Her fascinating, colourful slides shared the result of how, in October 2017, Claire, Sonya Withers (Te Papa’s first Tautai Contemporary Pacific Arts Trust intern) and Native Hawaiian writer/artist/curator/scholar Noelle Kahanu together amassed 80+ aloha shirts for Te Papa to fill an identified collection gap. They have added contemporary, deeply local and representative shirts which range from vintage, tourist offerings whose designs include the annexation of Hawaii c 1960, through intensely toned florals not native to the country, to shirts from the ‘70s and ‘80s cultural Renaissance with reclamation of symbolic iconography. They raise questions of identity, commodification and branding. While the ‘tourist’ shirt can still be purchased, local designers like Sig Zane print sought-after small runs utilising patterns which hold personal stories and memories. ‘Fashion’ has become an accessible way of preserving and sharing an understanding of themselves and their identity. There’s an intention behind this to accomplish something for the wearer, presenting native Hawaii with their own culture.

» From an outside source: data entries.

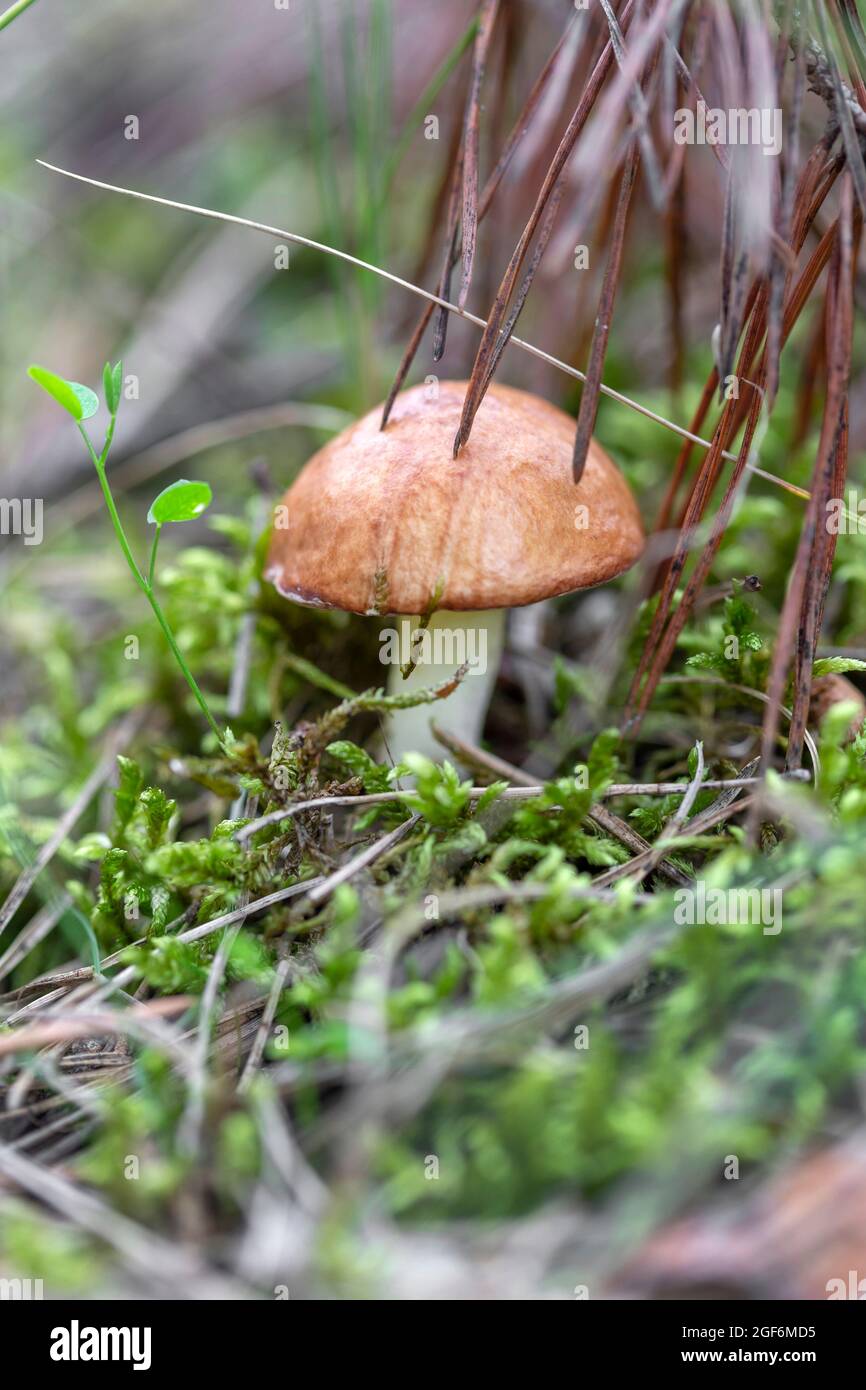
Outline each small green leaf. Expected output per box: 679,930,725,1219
147,479,213,525
28,364,85,420
103,360,123,414
813,657,866,678
69,382,99,420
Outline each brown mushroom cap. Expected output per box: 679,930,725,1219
266,380,644,615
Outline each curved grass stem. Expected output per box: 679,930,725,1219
148,524,161,591
143,588,224,745
78,422,224,746
0,0,38,33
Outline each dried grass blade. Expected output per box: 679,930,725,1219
627,190,840,730
767,177,857,774
810,0,866,219
787,402,850,770
663,160,687,397
644,138,842,607
573,140,640,482
458,0,501,309
663,40,730,179
379,13,579,428
837,0,866,83
453,0,638,456
432,211,462,361
766,5,805,405
631,390,765,730
791,309,826,449
716,164,743,390
477,181,565,403
598,0,664,207
830,0,866,107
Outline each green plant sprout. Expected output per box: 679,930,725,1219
28,362,225,746
0,0,39,36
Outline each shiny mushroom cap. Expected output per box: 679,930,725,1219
265,380,644,615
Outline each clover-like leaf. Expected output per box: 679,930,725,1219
28,364,87,420
147,479,213,525
69,382,99,419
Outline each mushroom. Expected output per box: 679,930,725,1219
266,380,644,763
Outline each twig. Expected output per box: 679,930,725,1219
178,926,240,1156
0,1144,250,1298
594,793,754,890
0,965,97,1008
590,802,693,887
0,894,70,984
239,955,292,1094
664,740,705,833
232,769,811,843
0,998,193,1060
631,740,705,884
387,881,656,944
1,881,324,1016
306,815,421,908
165,877,324,950
428,724,691,886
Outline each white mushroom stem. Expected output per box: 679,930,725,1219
383,609,506,765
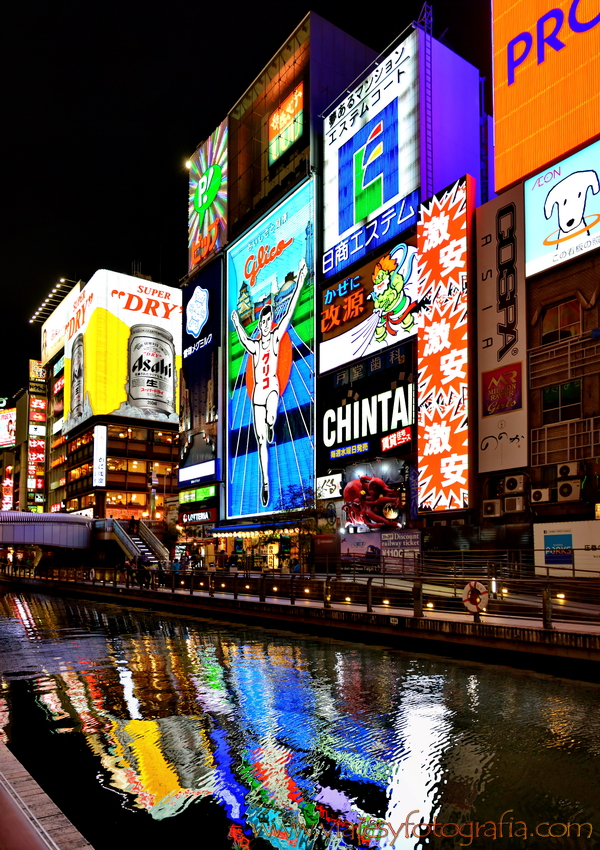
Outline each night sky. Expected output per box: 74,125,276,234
2,0,491,399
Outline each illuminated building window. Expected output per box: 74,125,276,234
66,498,79,511
542,381,581,425
67,463,92,482
541,299,581,345
81,494,96,508
105,491,148,507
107,425,148,442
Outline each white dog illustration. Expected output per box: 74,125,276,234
544,170,600,243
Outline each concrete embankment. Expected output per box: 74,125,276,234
2,575,600,681
0,742,94,850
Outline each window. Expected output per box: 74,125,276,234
541,299,581,345
153,431,175,445
107,425,148,441
105,491,147,507
67,463,92,482
81,494,96,508
542,381,581,424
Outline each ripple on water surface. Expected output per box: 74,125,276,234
0,591,599,850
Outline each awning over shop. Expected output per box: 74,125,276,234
212,520,303,536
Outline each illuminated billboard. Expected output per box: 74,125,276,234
63,270,182,433
268,84,304,166
180,260,221,488
188,120,228,272
477,186,528,473
226,180,314,518
319,240,420,373
417,176,474,512
322,30,419,279
41,283,81,365
317,343,414,474
525,138,600,276
493,0,600,191
0,408,16,448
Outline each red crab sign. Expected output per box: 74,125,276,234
342,476,402,528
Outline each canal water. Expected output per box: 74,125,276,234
0,591,599,850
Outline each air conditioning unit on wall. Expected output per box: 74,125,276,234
531,488,551,503
504,496,525,512
504,474,525,493
483,499,502,517
558,480,581,501
557,462,580,478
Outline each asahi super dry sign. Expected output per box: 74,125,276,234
63,270,182,433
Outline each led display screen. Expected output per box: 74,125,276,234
188,120,228,272
524,137,600,277
226,180,315,518
317,343,414,475
62,270,182,433
268,83,304,166
417,176,474,512
319,240,420,374
0,409,16,448
322,30,419,279
180,260,222,484
493,0,600,191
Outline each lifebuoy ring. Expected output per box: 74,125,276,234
89,568,95,581
462,581,488,613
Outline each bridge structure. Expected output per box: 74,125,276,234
0,512,92,548
0,513,169,564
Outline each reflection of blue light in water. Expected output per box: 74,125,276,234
208,726,248,823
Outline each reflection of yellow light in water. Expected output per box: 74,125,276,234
125,719,181,803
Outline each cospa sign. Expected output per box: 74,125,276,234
493,0,600,191
477,186,528,473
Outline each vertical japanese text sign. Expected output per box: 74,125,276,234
417,176,475,511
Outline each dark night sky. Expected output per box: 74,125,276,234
2,0,491,399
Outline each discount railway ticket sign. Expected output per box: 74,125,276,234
417,176,475,512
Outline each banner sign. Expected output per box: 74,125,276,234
322,30,419,279
226,180,315,518
525,137,600,277
62,270,182,433
477,186,528,473
417,176,474,512
319,241,420,373
188,120,228,272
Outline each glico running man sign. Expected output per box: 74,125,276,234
226,180,315,519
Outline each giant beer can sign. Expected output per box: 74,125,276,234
128,325,176,414
62,270,182,433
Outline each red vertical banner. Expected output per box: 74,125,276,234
417,176,474,512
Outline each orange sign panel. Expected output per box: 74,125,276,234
493,0,600,191
417,176,474,512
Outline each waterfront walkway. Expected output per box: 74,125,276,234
0,742,93,850
2,567,600,677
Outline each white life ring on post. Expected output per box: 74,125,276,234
462,581,488,613
89,568,95,581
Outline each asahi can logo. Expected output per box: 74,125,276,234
128,324,175,414
71,334,84,419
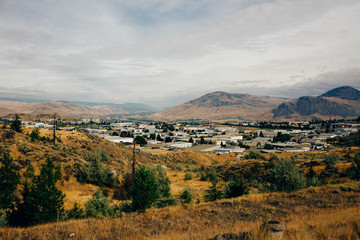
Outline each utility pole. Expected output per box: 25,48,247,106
53,113,57,144
132,139,136,178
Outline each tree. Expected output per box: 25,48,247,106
270,158,306,192
224,176,248,198
188,137,194,143
10,114,22,133
0,152,20,210
9,159,65,226
134,136,147,146
273,132,291,143
204,180,223,202
131,166,159,212
180,189,192,205
29,128,40,141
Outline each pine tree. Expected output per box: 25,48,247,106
9,159,65,226
131,166,159,212
10,114,22,133
0,152,20,210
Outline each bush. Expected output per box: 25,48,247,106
152,165,171,198
67,202,84,219
184,172,194,181
155,197,177,208
0,211,7,227
180,189,192,205
245,151,263,160
85,190,112,218
348,151,360,180
224,177,248,198
270,158,306,192
76,151,119,188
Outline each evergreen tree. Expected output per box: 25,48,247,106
9,159,65,226
204,180,223,202
224,176,248,198
10,114,22,133
131,166,159,212
0,152,20,210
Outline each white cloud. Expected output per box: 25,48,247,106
0,0,359,108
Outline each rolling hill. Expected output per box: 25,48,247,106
151,91,288,120
0,100,129,117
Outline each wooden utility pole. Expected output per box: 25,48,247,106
53,113,57,144
132,139,136,178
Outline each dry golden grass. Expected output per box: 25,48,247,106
1,183,359,240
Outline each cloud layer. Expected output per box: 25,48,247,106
0,0,360,108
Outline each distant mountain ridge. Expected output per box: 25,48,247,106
272,86,360,120
153,86,360,121
152,91,288,120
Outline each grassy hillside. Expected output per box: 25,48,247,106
1,183,359,239
1,125,360,239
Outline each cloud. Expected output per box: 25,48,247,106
0,0,360,108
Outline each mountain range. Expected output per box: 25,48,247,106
152,86,360,121
0,100,156,118
0,86,359,120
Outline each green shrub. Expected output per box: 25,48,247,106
245,151,264,160
155,197,177,208
85,190,112,218
270,158,306,192
76,151,119,188
184,172,194,181
67,202,84,219
348,151,360,180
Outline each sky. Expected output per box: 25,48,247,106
0,0,360,109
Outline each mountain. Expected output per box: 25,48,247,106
0,100,129,117
71,101,158,114
320,86,360,100
152,91,288,120
272,86,360,120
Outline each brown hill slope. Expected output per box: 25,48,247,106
0,100,129,117
1,184,360,240
152,91,288,120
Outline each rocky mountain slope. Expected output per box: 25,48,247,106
152,91,288,120
272,86,360,120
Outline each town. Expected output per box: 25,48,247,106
3,115,359,155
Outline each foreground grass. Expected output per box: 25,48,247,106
1,183,359,240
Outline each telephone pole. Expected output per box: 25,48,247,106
53,113,57,144
132,139,136,178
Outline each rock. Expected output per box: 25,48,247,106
68,233,75,238
214,233,238,240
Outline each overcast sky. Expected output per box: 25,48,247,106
1,0,360,109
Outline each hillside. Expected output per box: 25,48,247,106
272,86,360,120
1,124,360,239
152,91,288,120
0,100,130,117
1,184,360,239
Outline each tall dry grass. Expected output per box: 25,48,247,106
1,183,359,240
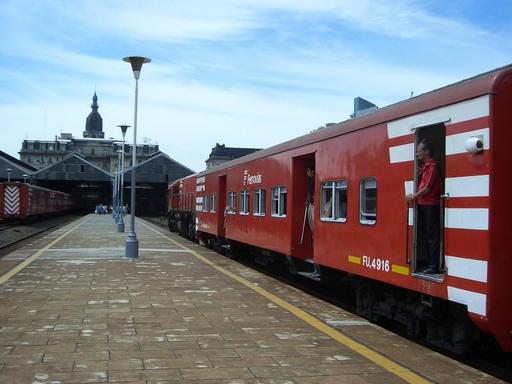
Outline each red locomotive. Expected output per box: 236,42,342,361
168,65,512,353
0,182,75,221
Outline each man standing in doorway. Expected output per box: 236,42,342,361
406,139,441,274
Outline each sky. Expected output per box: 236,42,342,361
1,0,511,172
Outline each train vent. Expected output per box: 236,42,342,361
351,97,378,118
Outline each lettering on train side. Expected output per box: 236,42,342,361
243,169,262,185
362,255,390,272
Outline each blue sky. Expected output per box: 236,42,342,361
1,0,511,172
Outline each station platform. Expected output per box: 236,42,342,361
0,214,504,383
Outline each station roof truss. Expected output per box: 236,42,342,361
123,151,194,184
33,152,112,182
0,150,36,180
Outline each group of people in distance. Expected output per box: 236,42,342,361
95,203,130,216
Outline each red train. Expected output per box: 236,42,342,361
0,182,75,221
168,65,512,353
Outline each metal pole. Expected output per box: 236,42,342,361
126,77,139,258
117,142,126,232
120,141,125,213
118,151,122,212
112,171,116,216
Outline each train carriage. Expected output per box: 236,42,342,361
168,176,198,238
168,65,512,352
0,182,75,220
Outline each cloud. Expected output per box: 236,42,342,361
1,0,511,172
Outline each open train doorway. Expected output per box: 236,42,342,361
412,124,446,276
217,174,227,239
291,153,316,266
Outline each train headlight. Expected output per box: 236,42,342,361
465,136,484,154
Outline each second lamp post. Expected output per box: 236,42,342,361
117,125,130,233
123,56,151,259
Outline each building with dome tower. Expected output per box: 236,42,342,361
83,92,104,139
19,92,160,173
11,92,194,213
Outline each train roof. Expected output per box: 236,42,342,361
193,63,512,178
0,181,72,196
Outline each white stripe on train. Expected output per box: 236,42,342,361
447,286,486,316
404,175,489,198
389,128,490,163
445,256,487,283
387,95,489,139
406,207,488,230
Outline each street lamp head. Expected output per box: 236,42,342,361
117,124,130,138
123,56,151,80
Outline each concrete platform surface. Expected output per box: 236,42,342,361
0,214,504,384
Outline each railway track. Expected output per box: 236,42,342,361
143,216,512,382
0,214,82,253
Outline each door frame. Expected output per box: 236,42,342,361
412,124,446,273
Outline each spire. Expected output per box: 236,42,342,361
91,92,99,111
83,92,104,138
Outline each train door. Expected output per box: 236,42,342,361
412,124,446,276
291,154,316,260
217,174,227,238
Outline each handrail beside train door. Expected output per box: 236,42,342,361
405,201,411,265
439,193,450,272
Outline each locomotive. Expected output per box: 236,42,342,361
0,182,75,221
168,64,512,353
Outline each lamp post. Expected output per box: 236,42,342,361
116,149,124,232
112,169,117,217
123,55,151,259
6,168,12,183
117,125,130,233
112,142,122,220
22,174,28,183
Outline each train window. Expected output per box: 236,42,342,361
239,190,250,215
210,193,217,213
320,181,347,222
253,188,266,216
360,178,377,225
227,192,237,214
203,194,209,212
271,186,287,217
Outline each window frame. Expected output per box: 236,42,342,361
320,180,348,223
253,188,266,216
271,186,287,218
202,193,209,213
210,193,217,213
227,191,237,214
359,177,377,225
239,190,250,215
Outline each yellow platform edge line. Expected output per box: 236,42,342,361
139,220,430,384
0,216,90,286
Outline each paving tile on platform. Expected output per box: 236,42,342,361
180,367,255,380
32,370,108,383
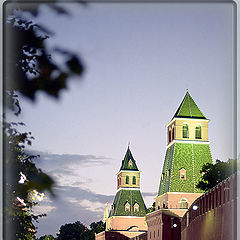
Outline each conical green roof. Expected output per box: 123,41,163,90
109,189,146,217
120,147,139,171
173,91,206,119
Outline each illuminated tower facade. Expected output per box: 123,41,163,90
105,146,147,238
155,91,213,216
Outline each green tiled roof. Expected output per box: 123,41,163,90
158,143,212,195
109,189,146,217
173,91,206,119
120,147,139,171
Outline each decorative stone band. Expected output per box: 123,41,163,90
167,139,210,148
117,170,141,174
108,215,146,219
166,117,210,128
117,187,141,192
158,192,205,197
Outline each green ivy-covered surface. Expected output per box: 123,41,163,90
193,144,213,193
158,143,212,195
158,144,174,195
173,91,206,119
120,147,139,171
109,189,146,217
169,143,194,192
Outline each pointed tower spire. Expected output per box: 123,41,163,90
120,145,139,171
172,90,206,120
103,201,109,223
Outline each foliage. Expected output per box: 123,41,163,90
4,2,84,110
37,234,56,240
196,159,238,191
3,120,55,240
89,221,106,236
37,221,105,240
4,1,85,239
146,202,155,214
56,221,90,240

Both Sean and Claire referred to Mana Taonga. This is defined by Te Papa as ‘a recognition of the power of taonga’ (any cultural items of significance or value) to communicate deep truths about our people, the role of communities in enhancing the care and understanding of collections and taonga, and the principle that guides our direction and approach to access and research’. A quote from the talk stated that ‘history does not just belong to the historians, or to curators’; Sean and Claire gave us a good understanding of how curators who are willing to decentralise their own role can enhance the collections of institutions by empowering and centering the communities involved.